It does not make any difference to consider either the numbers or the balls itself. Why the drawn numbers would be independent? Because the drawn balls are independent. Which ball will be drawn is determined really by chance. A lottery machine is not such a simple system what you supposed. Moreover, it is not only the trivial mechanical problem of the lottery machine itself (the movement of one ball) - the process of drawing a certain ball is also influenced by many other factors, which can be temperatur, slight differences in the ball composition, time between several draws etc. This means the entire system has a really high degree of freedom, ensuring the randomness of which ball or which number will be drawn.
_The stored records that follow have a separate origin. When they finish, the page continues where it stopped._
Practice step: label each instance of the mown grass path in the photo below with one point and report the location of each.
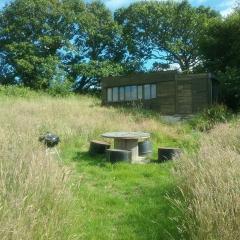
(120, 201)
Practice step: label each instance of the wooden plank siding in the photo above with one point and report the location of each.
(176, 93)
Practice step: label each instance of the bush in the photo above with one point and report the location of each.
(209, 117)
(60, 89)
(16, 91)
(230, 85)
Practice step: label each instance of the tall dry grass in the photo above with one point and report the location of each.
(210, 183)
(35, 199)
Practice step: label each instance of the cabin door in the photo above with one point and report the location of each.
(183, 94)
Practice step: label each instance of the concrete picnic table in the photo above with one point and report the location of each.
(127, 141)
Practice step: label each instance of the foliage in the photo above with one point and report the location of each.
(96, 50)
(209, 117)
(39, 37)
(166, 31)
(60, 89)
(16, 91)
(220, 47)
(31, 32)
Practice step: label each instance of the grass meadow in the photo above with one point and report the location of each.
(71, 195)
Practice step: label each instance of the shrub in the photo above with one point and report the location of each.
(209, 117)
(60, 89)
(16, 91)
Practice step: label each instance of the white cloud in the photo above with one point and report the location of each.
(227, 7)
(226, 12)
(114, 4)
A fundamental behaviour of such complex systems is, that a very small deviation in the initial state causes a very large deviation after some time. This is the reason why such systems are not predictable; even not with a recurrence analysis. Well, such systems come back to the initial state after some time, but not exactly, there will be a finite deviation. And in lottery it makes a rather big difference if the ball is "almost the same", i.e. instead of drawing ball "A", ball "B" will be drawn.
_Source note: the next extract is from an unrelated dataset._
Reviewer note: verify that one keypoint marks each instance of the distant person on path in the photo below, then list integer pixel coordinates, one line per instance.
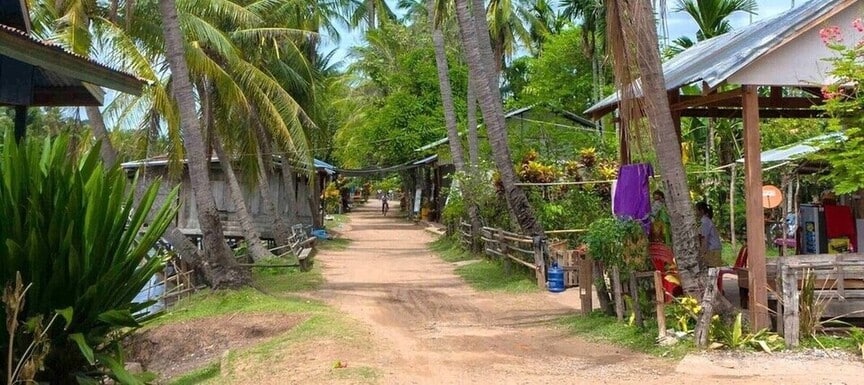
(709, 240)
By the way: systems with such a high degree of freedom would need a really high embedding dimension. Let us guess that the degree of freedom of such a lottery system will not be below 100 (in reality it is even much more!), then the embedding dimension should be at least 200.
And please note: the delay embedding increases the correlation between the phase space vectors. If you use such an embedding for a prediction, then you can get wrong results.
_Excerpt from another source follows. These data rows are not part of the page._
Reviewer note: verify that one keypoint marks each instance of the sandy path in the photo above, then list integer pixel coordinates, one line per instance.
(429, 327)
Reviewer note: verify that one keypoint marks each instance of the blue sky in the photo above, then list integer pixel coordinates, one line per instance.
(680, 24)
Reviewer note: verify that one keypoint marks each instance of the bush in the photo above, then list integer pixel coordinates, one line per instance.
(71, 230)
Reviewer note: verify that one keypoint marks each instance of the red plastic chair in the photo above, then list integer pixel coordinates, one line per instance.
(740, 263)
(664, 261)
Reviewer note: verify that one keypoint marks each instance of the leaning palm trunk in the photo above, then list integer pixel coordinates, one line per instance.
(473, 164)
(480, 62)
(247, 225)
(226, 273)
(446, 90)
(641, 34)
Now I had a look on the posts about "Lottery Prediction by Recurrence Analysis" at
http://www.lotterypost.com and at the material on the web site
http://zarnia.250free.com. I think I should write you an eMail with some comments. But here I would like to say that I agree with the comments given by Eugene. You will not be successful in predicting lottery numbers, even not by using any kind of recurrence analysis. I hope that Eugene was successful in proving this by means of the recurrence analysis.
Eugene provided a predicition algorithm based on the recurrences. I do not know how this algorithm is working. But I'm quite sure that it is not able to predict exactly numbers - only within an intervall of numbers.
You mentioned that the best results ocurred for a delay which is as large as the number of drawn numbers. This is trivial. As Eugene already stated, the numbers in one draw are ordered. Therefore, if you plot the drawn numbers sequentially, you will see a saw tooth with a period which is equal to the drawn numbers. The highest autocorrelation can be found in delays which are exactly the multiple of the period. I guess, this is also the reason why you will find a phase space reconstruction (if we can call this at all a phase space) which seems to be composed by triangles - it is only the ordered structure within the data.
However, if you have still the mood to follow the analysis of lottery numbers with the recurrence plot approach, let me suggest the following points, which are more interesting or more appropriate:
- use the drawn numbers as a phase space vector, dimension is then the number of drawn balls, delay=1 (this avoids the correlations between the phase space vectors by the embedding)
- create a phase space which has the dimension of all available numbers (e.g. 49) and now create phase space vectors on the basis of the drawn numbers such that the component of the phase space vector which corresponds to the drawn number is set to one (else zero), e.g. the first draw was 1,5,12,28,33,45, then all components of the phase space vector will be zero except the components 1,5,12,28,33 and 45.